The gokiburi, or cockroach people, are a young fae believed to have come into existence in the last century. The word “gokiburi” is Japanese for “cockroach”. Although it’s accepted as the fae’s name in the international community, some Japanese obviously find it confusing, leading to some alternate names such as “gokikaburi” (based on the etymology of “gokiburi”), “gokiburigami” (cockroach gods), or “gokiburihito” (cockroach people).
From behind, the gokiburi looks almost exactly like an oversized cockroach, though usually standing upright on its back legs. Though it has the carapace of a cockroach, its body is shaped like a four-armed human. The gokiburi’s hair smoothly melds into the hard shell of the upper wings, and two antennae spring from the eyebrows. A gokiburi is even smaller than most pixies, at around 6 cm tall (2.4 in).
Gokiburis typically wear ragged clothing, such as a simple smock or a loincloth. Females wearing a loincloth may also tie a strip around their chest, but this is not universal. Their clothes are made from scraps of human clothing, often scrounged from garbage heaps.
Though little is known about their life cycle, it is assumed that they reproduce the same way as humans do. Researchers at the Seimei Academy in Kyoto have estimated their life expectancy at between ten and twenty-five years. They reach full maturity in approximately nine months.
Gokiburis will eat anything. However, many seem to consider the poisons put down to kill cockroaches as a special delicacy, and they also seem to prefer meat over vegetables, while having a marked distaste for fish.

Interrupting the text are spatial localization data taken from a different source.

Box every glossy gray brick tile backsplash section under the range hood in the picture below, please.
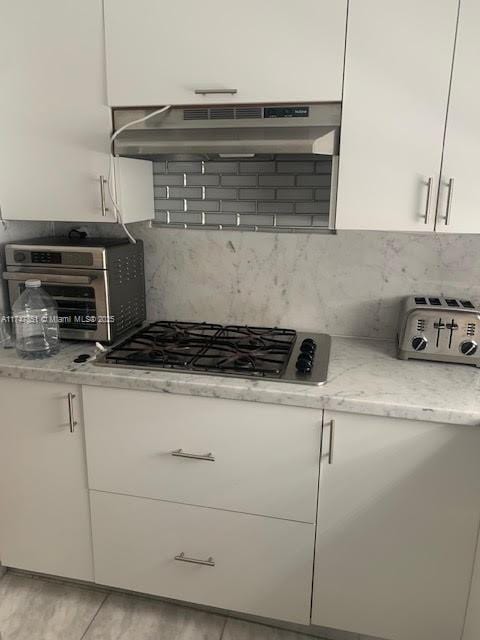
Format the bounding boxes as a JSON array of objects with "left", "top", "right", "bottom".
[{"left": 153, "top": 155, "right": 332, "bottom": 226}]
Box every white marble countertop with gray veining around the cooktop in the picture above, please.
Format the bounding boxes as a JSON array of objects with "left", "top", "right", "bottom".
[{"left": 0, "top": 337, "right": 480, "bottom": 425}]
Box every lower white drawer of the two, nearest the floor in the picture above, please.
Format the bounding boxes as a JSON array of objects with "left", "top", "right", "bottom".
[{"left": 91, "top": 491, "right": 314, "bottom": 624}]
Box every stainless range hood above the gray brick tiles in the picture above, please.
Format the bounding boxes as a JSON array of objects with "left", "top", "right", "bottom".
[{"left": 113, "top": 102, "right": 341, "bottom": 158}]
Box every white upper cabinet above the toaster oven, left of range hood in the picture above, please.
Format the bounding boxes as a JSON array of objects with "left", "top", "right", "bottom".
[{"left": 0, "top": 0, "right": 153, "bottom": 222}]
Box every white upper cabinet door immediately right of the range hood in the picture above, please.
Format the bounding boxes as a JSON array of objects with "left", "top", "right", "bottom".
[{"left": 336, "top": 0, "right": 458, "bottom": 231}]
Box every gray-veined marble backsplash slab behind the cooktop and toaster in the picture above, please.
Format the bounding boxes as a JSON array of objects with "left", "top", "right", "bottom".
[{"left": 5, "top": 223, "right": 480, "bottom": 338}]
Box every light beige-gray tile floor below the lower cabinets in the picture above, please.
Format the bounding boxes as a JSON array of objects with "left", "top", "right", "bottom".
[{"left": 0, "top": 572, "right": 370, "bottom": 640}]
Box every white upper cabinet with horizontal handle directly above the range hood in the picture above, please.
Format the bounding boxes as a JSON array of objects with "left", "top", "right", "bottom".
[{"left": 105, "top": 0, "right": 346, "bottom": 106}]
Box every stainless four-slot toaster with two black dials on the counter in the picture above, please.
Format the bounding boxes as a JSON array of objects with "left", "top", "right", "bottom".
[{"left": 397, "top": 295, "right": 480, "bottom": 367}]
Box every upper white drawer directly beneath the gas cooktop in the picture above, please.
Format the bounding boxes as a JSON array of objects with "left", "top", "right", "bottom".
[{"left": 84, "top": 387, "right": 322, "bottom": 522}]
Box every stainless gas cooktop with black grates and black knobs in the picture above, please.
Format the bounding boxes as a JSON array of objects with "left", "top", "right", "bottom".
[{"left": 96, "top": 321, "right": 330, "bottom": 385}]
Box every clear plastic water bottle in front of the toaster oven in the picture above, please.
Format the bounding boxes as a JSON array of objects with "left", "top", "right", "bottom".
[{"left": 12, "top": 280, "right": 60, "bottom": 359}]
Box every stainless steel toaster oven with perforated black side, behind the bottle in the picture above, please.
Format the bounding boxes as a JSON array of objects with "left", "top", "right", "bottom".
[{"left": 3, "top": 238, "right": 145, "bottom": 342}]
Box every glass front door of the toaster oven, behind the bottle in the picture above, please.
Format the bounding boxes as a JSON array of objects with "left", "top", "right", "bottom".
[{"left": 3, "top": 267, "right": 113, "bottom": 341}]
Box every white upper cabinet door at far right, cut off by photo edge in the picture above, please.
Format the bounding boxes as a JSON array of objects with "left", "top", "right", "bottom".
[{"left": 436, "top": 0, "right": 480, "bottom": 233}]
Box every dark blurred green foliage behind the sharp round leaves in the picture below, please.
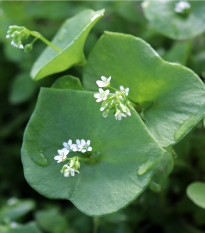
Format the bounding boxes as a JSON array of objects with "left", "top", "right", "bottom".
[{"left": 0, "top": 2, "right": 205, "bottom": 233}]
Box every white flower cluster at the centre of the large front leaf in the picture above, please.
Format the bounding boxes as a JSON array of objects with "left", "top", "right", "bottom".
[{"left": 54, "top": 139, "right": 92, "bottom": 177}]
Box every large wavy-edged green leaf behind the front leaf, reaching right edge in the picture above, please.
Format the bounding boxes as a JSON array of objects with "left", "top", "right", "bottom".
[{"left": 83, "top": 32, "right": 205, "bottom": 147}]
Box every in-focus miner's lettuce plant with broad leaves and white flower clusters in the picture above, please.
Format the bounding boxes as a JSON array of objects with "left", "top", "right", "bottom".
[{"left": 8, "top": 7, "right": 205, "bottom": 216}]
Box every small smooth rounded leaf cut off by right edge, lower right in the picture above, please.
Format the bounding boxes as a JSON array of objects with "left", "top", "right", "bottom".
[{"left": 187, "top": 182, "right": 205, "bottom": 209}]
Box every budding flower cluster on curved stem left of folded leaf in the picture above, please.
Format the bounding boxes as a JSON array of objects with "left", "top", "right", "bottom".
[{"left": 6, "top": 25, "right": 30, "bottom": 49}]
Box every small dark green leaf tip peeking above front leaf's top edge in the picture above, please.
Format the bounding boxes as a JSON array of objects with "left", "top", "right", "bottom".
[{"left": 52, "top": 75, "right": 82, "bottom": 90}]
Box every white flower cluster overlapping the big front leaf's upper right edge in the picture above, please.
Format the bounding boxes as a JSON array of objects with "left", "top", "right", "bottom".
[{"left": 94, "top": 76, "right": 133, "bottom": 120}]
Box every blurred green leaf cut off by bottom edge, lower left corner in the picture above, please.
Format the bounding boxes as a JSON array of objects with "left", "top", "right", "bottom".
[{"left": 6, "top": 222, "right": 42, "bottom": 233}]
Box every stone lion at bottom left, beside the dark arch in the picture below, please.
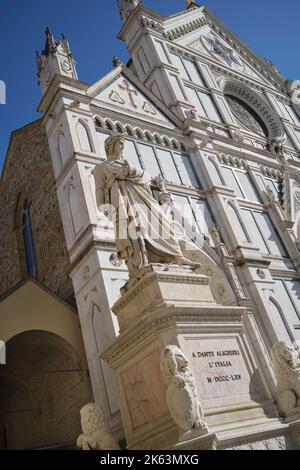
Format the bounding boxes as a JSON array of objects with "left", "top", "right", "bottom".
[{"left": 77, "top": 403, "right": 120, "bottom": 450}]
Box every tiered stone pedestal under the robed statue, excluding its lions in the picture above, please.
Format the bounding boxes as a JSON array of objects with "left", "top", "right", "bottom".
[{"left": 101, "top": 265, "right": 296, "bottom": 449}]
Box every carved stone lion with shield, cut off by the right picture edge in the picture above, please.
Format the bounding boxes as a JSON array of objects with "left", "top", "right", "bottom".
[{"left": 272, "top": 341, "right": 300, "bottom": 416}]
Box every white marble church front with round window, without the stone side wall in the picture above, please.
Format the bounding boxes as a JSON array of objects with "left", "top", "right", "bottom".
[{"left": 39, "top": 1, "right": 300, "bottom": 437}]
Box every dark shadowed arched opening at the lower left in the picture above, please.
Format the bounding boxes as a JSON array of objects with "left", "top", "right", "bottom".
[{"left": 0, "top": 330, "right": 92, "bottom": 450}]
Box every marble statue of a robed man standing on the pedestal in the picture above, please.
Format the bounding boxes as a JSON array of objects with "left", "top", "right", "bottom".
[{"left": 94, "top": 134, "right": 185, "bottom": 275}]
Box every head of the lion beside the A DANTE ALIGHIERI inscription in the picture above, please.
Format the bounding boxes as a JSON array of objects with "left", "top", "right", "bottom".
[{"left": 160, "top": 345, "right": 189, "bottom": 381}]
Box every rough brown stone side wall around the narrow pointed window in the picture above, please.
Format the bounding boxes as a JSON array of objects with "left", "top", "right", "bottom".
[{"left": 0, "top": 120, "right": 75, "bottom": 304}]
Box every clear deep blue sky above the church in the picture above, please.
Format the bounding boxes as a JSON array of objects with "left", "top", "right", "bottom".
[{"left": 0, "top": 0, "right": 300, "bottom": 172}]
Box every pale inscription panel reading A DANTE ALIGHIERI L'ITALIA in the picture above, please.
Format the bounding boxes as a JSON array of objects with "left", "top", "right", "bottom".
[{"left": 186, "top": 338, "right": 250, "bottom": 400}]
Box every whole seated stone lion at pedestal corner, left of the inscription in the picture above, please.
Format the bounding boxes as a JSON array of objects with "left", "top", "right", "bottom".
[{"left": 160, "top": 345, "right": 207, "bottom": 432}]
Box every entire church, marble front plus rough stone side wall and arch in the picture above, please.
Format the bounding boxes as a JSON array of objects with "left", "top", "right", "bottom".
[{"left": 0, "top": 0, "right": 300, "bottom": 448}]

Gokiburis do not suffer any ill effects from radiation and are immune to most poisons that affect humans or insects, especially pesticides.
They also highly resistant to extremes of temperature. In cold temperatures, their blood and sweat takes are laced with glycerol, preventing them from entirely freezing, though if caught outdoors in the winter they will not be able to function – they must enter a state of hibernation until it warms up again.
A gokiburi does not die if decapitated and can pick their head up and reattach it if given the chance, and they cannot be crushed as long as they have the protection of their carapace – being stepped on doesn’t hurt them at all, and even being struck by a hammer would barely do any damage.
A gokiburi can walk (or climb) up walls pretty easily as long as they’re not too smooth, due to a slight stickiness in their sweat coupled with their low weight. They can also fly using their cockroach wings, though this is a rare sight indeed.
Society and Culture
Gokiburis often live alone, taking up residence in a messy house and feasting on scraps. Sometimes, they will also live in small family groups, and on occasion they even form larger multi-family communities in a given house. This is rare not because they dislike the company of their own kind but because the hostility of humans tends to drive them out of their homes frequently – they rarely stay in the same house for more than a year or two before being driven out.
As one of the younger fae species, the gokiburi does not yet have any notable historical appearances. There are, in fact, no recorded sightings earlier than the twentieth century, though it can be difficult to disentangle gokiburi sightings from real cockroaches.